Step 4: Executing Dynamic Time Adjustment and Strategy Optimization
When the monitoring system issues a warning, the system initiates dynamic adjustment instead of relying on the initial static RSET:
- Re-estimate RSET:
- Recalculate based on real-time data from the current moment. For example, finding that the main stairwell is congested, reducing its effective capacity from 60 people/minute to 20 people/minute.
- New movement time = (Number of people not yet evacuated / Current actual bottleneck flow rate) + (Remaining farthest distance / Current average speed).
- Combine the new movement time with the remaining pre-movement time (some people may not have started moving) to derive an updated, more realistic RSET. This new time is typically longer than the initial estimate.
- Adjust Evacuation Strategy:
- Path Re-allocation: If the system detects severe congestion at Exit A but underutilization of Exit B, it can guide part of the crowd to Exit B via dynamic signage or broadcasts.
- Phased Evacuation: In high-rise buildings, evacuate floors directly threatened first, while delaying evacuation of other floors to prevent fatal congestion in stairwells.

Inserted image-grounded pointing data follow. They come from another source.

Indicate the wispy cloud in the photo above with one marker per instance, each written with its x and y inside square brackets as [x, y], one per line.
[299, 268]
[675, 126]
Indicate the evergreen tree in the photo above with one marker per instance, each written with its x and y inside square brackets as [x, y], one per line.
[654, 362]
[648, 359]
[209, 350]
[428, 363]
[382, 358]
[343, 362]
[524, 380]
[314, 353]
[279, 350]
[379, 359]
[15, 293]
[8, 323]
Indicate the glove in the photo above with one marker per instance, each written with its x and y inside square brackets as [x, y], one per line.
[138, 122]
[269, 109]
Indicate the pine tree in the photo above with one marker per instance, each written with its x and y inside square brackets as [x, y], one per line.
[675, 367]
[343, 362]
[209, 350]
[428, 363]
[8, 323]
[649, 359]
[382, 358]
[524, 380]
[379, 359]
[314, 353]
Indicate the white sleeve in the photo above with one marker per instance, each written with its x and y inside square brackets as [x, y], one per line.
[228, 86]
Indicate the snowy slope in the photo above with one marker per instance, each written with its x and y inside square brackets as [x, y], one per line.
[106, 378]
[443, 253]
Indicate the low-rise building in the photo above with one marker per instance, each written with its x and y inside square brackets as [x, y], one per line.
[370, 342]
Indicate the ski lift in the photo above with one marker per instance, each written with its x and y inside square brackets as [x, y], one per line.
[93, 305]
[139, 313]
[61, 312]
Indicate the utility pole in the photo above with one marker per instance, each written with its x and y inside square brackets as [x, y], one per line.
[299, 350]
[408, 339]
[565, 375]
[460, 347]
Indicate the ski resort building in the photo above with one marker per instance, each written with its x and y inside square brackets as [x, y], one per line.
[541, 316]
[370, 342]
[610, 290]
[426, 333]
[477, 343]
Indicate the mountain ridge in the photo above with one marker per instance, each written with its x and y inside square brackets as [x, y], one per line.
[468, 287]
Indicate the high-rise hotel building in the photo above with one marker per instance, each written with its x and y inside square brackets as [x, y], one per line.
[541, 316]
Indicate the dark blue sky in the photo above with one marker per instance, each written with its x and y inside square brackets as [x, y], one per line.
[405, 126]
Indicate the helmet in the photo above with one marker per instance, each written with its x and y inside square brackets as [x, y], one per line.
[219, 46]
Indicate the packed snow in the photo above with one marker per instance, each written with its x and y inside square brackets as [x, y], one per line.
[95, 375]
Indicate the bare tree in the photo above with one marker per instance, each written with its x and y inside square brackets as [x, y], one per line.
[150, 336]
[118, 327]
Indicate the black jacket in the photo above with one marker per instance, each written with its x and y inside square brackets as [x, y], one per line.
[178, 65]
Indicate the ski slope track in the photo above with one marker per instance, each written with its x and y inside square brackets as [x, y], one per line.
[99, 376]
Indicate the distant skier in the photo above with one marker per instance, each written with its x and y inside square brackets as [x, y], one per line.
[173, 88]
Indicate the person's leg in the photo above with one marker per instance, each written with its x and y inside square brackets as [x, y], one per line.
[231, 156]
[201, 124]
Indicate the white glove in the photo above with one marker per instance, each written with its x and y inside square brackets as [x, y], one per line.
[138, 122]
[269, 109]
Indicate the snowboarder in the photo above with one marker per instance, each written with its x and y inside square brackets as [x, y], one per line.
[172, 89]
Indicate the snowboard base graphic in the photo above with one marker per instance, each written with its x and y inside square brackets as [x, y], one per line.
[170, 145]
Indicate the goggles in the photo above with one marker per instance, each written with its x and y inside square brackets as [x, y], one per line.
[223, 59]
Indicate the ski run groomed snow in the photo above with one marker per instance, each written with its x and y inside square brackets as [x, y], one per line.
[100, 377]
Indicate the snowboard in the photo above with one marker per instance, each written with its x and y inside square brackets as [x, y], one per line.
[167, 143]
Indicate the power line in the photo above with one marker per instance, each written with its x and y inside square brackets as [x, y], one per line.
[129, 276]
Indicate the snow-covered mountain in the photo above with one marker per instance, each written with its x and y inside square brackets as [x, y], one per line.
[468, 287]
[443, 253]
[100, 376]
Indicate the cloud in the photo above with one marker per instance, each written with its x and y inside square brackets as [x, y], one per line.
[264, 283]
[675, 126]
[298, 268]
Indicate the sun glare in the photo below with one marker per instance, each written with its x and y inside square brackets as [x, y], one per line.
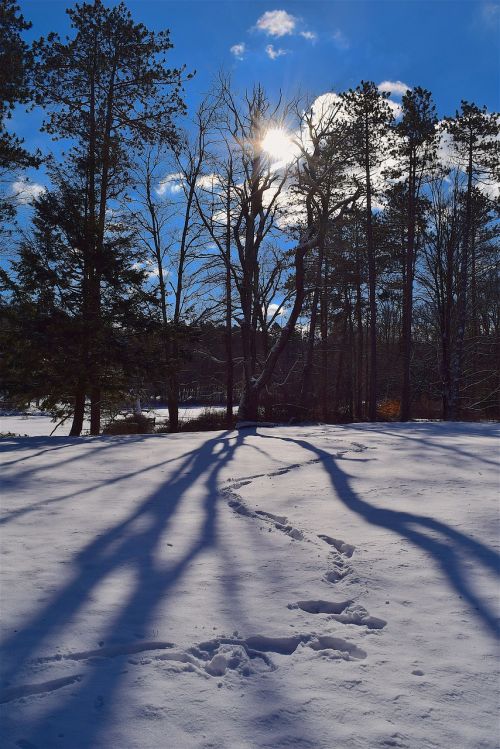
[278, 145]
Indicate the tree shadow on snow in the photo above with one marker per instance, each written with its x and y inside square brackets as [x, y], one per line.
[450, 549]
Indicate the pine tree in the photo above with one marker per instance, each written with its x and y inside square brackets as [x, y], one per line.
[474, 134]
[371, 117]
[108, 90]
[14, 89]
[415, 152]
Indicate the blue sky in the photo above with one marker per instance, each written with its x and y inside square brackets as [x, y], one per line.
[448, 46]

- Information Intervention: Send more urgent and specific instructions to people still in the pre-movement phase (e.g., "Please abandon belongings immediately and evacuate via the west stairwell") to shorten their remaining pre-movement time.
Summary
Time estimation and dynamic adjustment in emergency evacuation is a process from "static planning" to "dynamic management." The core lies in recognizing that time estimation is not a one-time task but a dynamic variable that needs continuous revision based on real-time feedback. A robust evacuation system must integrate real-time monitoring, rapid data analysis capabilities, and flexible command strategies to maximize personnel safety in the rapidly changing circumstances of an emergency.